Show that $[x]$ is monotonic increasing

Question

$[x]$ is defined as the biggest integer which is $\leq x$. I don't know how I can prove this because I don't know how I can write the assignment rule. $x\rightarrow \text{ integer a for which: } x-1<a\leq x$.

I have to Show if $a>b$ then $[a]\geq[b]$ I have first tried a contradiction proof by assuming that $[a]<[b]$. But it resulted to nothing.

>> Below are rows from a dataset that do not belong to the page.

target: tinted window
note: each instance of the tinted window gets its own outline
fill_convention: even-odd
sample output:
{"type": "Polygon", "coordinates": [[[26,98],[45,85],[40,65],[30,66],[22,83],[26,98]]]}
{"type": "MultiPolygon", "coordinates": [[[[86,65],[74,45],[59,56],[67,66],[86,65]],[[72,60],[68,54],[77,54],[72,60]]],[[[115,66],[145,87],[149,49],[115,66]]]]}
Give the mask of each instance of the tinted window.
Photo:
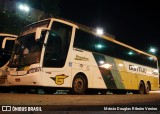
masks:
{"type": "Polygon", "coordinates": [[[149,56],[138,53],[134,50],[79,29],[76,30],[74,47],[123,59],[137,64],[146,65],[149,67],[157,67],[157,61],[149,56]]]}

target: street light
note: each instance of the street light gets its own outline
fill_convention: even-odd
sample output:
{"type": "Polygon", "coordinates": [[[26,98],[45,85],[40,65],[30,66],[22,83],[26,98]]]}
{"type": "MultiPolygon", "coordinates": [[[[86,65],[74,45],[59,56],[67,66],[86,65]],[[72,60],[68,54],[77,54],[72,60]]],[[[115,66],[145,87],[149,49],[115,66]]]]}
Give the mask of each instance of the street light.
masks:
{"type": "Polygon", "coordinates": [[[103,29],[102,28],[97,28],[96,33],[97,33],[97,35],[103,35],[103,29]]]}
{"type": "Polygon", "coordinates": [[[29,12],[29,6],[27,6],[26,4],[20,4],[19,5],[19,9],[25,12],[29,12]]]}
{"type": "Polygon", "coordinates": [[[157,52],[156,48],[151,47],[149,49],[149,52],[151,52],[152,54],[155,54],[157,52]]]}

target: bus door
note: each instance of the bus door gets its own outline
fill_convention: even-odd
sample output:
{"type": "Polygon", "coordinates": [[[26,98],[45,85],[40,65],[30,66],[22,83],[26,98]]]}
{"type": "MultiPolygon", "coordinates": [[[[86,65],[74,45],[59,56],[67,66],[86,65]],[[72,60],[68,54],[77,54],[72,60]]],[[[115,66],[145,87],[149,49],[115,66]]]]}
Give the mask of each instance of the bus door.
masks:
{"type": "MultiPolygon", "coordinates": [[[[70,85],[71,67],[69,67],[68,54],[72,27],[59,22],[53,22],[45,45],[43,58],[43,71],[47,74],[50,84],[54,86],[70,85]]],[[[44,82],[45,83],[45,82],[44,82]]],[[[49,86],[50,86],[49,84],[49,86]]]]}

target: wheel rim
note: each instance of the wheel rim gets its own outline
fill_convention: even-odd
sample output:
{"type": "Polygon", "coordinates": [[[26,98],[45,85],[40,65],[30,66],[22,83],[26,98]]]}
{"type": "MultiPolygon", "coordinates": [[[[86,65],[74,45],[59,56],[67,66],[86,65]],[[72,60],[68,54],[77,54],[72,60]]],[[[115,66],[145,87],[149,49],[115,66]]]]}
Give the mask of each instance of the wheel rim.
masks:
{"type": "Polygon", "coordinates": [[[74,89],[76,91],[82,91],[83,90],[83,85],[84,85],[84,82],[81,78],[77,78],[74,82],[74,89]]]}

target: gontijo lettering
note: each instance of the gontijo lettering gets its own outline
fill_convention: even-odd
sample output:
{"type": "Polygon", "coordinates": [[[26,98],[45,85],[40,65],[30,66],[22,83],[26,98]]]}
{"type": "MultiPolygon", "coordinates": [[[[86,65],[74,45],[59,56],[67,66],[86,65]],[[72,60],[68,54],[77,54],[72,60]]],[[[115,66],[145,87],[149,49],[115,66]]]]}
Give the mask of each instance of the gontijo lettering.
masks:
{"type": "Polygon", "coordinates": [[[147,72],[146,68],[135,66],[135,65],[129,65],[129,70],[132,70],[132,71],[135,71],[135,72],[142,72],[142,73],[147,72]]]}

I have tried a constructive proof then:

We know $a>b$. Then we can directly say that $b-1<a-1<[a]\leq a$ Also we know that $ [b]<a$. I know that if $b-1<[b]\leq a-1$. Then $[b]<[a]$, but how can I proof that if $a-1<b<a$ then $[a]=[b]$? Is there an easy proof that there can not be two integers at the same time in this interval?

Answer 1

So, according to your definition, $$[x] = \max \{ n \in \Bbb{Z} : n \le x \}$$ Note that if $x \le y$, then $$\{ n \in \Bbb{Z} : n \le x \} \subseteq \{ n \in \Bbb{Z} : n \le y \}.$$ (Prove this for yourself!). Therefore, the max of the RHS, $[y]$, is an upper bound on the LHS. Since $[x]$ is the least upper bound on the LHS, we have $[x] \le [y]$.

Answer 2

Let $a,b \in \mathbb{R}$ with $a < b$. By definition, $[a]$ is the largest integer such that $[a] \leq a$. Because $a < b$, it immediately follows that $[a] < b$. Since $[a]$ is an integer with $[a] \leq b$, the very definition of $[b]$ ensures that $[a] \leq [b]$.

Answer 3

Let $x,y\in\mathbb R$ be such that $x\le y$.

We have $\lfloor x\rfloor\le x\le y$. However, $\lfloor y\rfloor$ is the biggest integer which is $\le y$. Since $\lfloor x\rfloor\le y$ and $\lfloor x\rfloor$ is an integer, we have $\lfloor x\rfloor\le\lfloor y\rfloor$.